The situation is basically that, when using the IP Ping agent to monitor devices, ZSM is very erratic and unreliable at reporting when services are actually up or down. You can generate hundreds of false alerts over a very short timespan, and the problem is easy to reproduce.
The source of the problem is quite laughable. Those who know ManageWise know that it was written and sold long before TCP/IP came into prevalence within corporate LAN's. The TCP/IP Ping monitoring component, again last updated in 1999, sends pings out in some type of sequence, and - get THIS - expects to receive them back in exactly the same sequence. If they come back out of order - something OTHER than first-out-first-in - viola! False alert!
I wish I was kidding.
It makes sense, sort of, that this problem would have existed. IPX was rarely ever routed across WAN links. Usually, only big IT shops had something like ManageWise in place. They usually only wanted to monitor local services - in fact, in some cases, they only could manage local services. Really big IT shops had network groups that used OpenManage or something along those lines. Using it to monitor a large WAN with slow links was just never considered.
What doesn't make sense is that the feature remained in the product all this time, and that the problem was never again tested for or uncovered.
The solution, as the title of this post implies, requires a "significant architectural change". Which is to say you evaluate each ICMP reply based on it's merits, not the order in which it arrived back at the server (why would this concept be so foreign?).
A number of software developers in Bangalore will be working to correct the problem over the next few days - hopefully it'll bear fruit and we will have again facilitated a fix to the ZSM product that nobody else ever found or yelled about loudly enough.
Why hasn't this problem been found in 6 years? Based on what we know, there are but a few rational explanations for the situation as it had evolved:
- Hardly anyone else is using the product - or this portion of it - in production.
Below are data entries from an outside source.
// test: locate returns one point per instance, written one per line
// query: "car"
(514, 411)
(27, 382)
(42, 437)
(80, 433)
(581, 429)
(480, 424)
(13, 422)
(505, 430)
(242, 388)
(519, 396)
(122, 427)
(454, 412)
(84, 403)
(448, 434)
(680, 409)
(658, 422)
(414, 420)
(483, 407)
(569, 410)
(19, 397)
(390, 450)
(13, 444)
- Those that are, might be in single-campus environments where all of the remote links are high-speed.
- Others have tried to use it, unsuccessfully, and gave up - perhaps citing excessive difficulty in it's configuration or faulting their own abilities.
- Still others may have found the problem, opened incidents, and got nowhere - again, disheartened, they punted in favor of another solution.
- Nobody tested this in a real-world network (we are also solely responsible for the "Unnumbered Links" fix that is now in ZSM).
- Novell very plainly does not eat their own dog food, despite any claims to the contrary you may hear.
Ask someone at Novell's IS&T if they ever clustered GroupWise on NetWare prior to OES. Ask them if they use ZSM to monitor & manage their network. You'll be surprised how little of what you buy is actually used by the people who make it. That's not the way I would run a business, but hey, that's just me.
It's not unreasonable for us to feel like we're beta-testing product when we uncover problems like this. Again, if technology companies develop for worst possible case - which is honestly not that much harder to test around - they are able to accommodate any case. Heaven forbid anyone spends some additional time to get something right.
Apologies in advance to whomever coded this thing way back when, but everyone responsible for this oversight between 1999 and mid-year 2005 should be blackballed from ever developing, testing, or managing a software product ever again. This is just so simple and obvious to anyone using the product, that it's oversight is paramount to wanton neglect.